Normalization Principles for UI Caches

When multiple UI components consume overlapping server entities — a user record displayed in a sidebar, a post feed, and an edit form simultaneously — keeping those entities in sync requires more than just re-fetching. Without a normalized structure, each component holds its own copy of the same data. A mutation to one copy does not propagate to the others, leaving the UI in an inconsistent state. This is the specific failure mode that normalization addresses: it eliminates duplicated entity storage by replacing embedded objects with foreign key references, so a single mutation updates every dependent view at once.
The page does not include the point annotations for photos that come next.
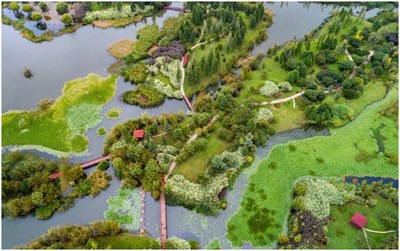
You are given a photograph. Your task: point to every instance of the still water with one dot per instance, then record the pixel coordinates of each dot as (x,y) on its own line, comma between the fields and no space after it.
(75,55)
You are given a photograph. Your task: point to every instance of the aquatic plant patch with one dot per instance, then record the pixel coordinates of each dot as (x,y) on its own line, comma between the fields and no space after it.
(124,208)
(62,125)
(101,131)
(334,161)
(114,113)
(120,48)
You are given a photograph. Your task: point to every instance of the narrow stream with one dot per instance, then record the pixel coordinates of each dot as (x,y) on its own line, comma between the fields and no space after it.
(78,54)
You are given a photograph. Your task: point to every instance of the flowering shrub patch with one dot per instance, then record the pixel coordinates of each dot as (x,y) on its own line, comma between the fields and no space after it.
(167,89)
(269,89)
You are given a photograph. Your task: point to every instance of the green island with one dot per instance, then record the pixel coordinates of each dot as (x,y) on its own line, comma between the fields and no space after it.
(264,142)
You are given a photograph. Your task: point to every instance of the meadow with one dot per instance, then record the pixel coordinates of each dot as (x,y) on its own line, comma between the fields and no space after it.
(61,125)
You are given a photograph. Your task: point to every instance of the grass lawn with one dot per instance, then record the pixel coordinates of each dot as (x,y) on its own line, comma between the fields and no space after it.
(198,53)
(125,241)
(286,117)
(373,91)
(198,163)
(270,194)
(342,235)
(62,125)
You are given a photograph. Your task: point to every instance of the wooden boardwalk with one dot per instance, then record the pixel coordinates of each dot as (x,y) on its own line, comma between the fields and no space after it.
(163,216)
(84,165)
(142,208)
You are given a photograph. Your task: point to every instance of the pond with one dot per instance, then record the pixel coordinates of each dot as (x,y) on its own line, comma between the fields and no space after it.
(78,54)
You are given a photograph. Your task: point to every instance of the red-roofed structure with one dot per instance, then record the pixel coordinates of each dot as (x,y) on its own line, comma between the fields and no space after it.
(55,175)
(139,134)
(185,59)
(358,220)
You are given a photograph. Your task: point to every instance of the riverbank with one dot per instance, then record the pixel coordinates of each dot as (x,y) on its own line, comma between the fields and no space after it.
(318,156)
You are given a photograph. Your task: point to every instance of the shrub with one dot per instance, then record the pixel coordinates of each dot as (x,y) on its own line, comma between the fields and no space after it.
(136,74)
(269,89)
(27,7)
(66,19)
(103,165)
(285,86)
(321,194)
(36,16)
(346,65)
(264,115)
(62,8)
(14,6)
(101,131)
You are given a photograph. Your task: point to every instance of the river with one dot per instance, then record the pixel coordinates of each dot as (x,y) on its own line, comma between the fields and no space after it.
(75,55)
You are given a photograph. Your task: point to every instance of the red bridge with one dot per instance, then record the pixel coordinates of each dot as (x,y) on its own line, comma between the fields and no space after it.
(84,165)
(188,103)
(174,8)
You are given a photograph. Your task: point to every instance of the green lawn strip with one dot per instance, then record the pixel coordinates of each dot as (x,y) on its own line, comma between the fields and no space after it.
(114,113)
(286,117)
(342,235)
(317,156)
(62,126)
(198,163)
(124,208)
(373,91)
(125,241)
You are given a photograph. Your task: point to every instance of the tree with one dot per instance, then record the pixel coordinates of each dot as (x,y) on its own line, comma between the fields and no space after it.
(351,89)
(62,8)
(27,7)
(66,19)
(43,6)
(346,65)
(74,173)
(14,6)
(177,134)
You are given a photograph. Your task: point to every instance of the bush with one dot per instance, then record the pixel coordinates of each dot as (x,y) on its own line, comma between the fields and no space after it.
(14,6)
(136,74)
(269,89)
(62,8)
(66,19)
(36,16)
(285,87)
(103,165)
(43,6)
(346,65)
(27,7)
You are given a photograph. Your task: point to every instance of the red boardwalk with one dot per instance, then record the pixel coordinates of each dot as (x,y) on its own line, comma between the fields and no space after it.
(174,8)
(95,161)
(163,216)
(84,165)
(188,103)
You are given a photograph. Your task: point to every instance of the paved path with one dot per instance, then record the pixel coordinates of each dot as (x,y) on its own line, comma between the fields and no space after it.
(282,100)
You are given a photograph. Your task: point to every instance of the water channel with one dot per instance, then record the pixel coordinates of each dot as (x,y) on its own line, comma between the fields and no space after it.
(75,55)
This page is part of State Architecture & Cache Fundamentals, which covers the structural decisions that govern how server state is modeled in the browser. For the architectural context on how normalized stores fit within a layered cache design, see Cache Layer Architecture. If you are deciding whether to normalize at all, the Client vs Server State Boundaries topic explains which payloads warrant a normalized cache versus local-only ephemeral storage.

Diagnostic Checklist

You are in the right place if you are observing one or more of these symptoms:

A mutation to a user profile updates the edit form but leaves an avatar or post author display showing the old value.
Fetching a list of posts causes n redundant author objects to be stored in cache, one per post, even though most authors repeat.
A useQuery subscriber re-renders even though the data it consumes did not change — caused by new object references being allocated for unchanged nested entities.
Pagination appends create flicker because the entire post collection is overwritten rather than merged into the existing entity map.
Rollback after an optimistic mutation is inconsistent: some views revert, others do not.

Prerequisites

Before implementing normalization, make sure you understand:

Reference vs Value Storage Models — the distinction between reference-stable entity graphs and copied value trees, which determines whether two components share a single object or hold independent copies.
Cache Layer Architecture — the extraction boundaries between the network layer, the raw response cache, and the normalized entity store.
Client vs Server State Boundaries — which payloads belong in a normalized cache and which belong in local component state.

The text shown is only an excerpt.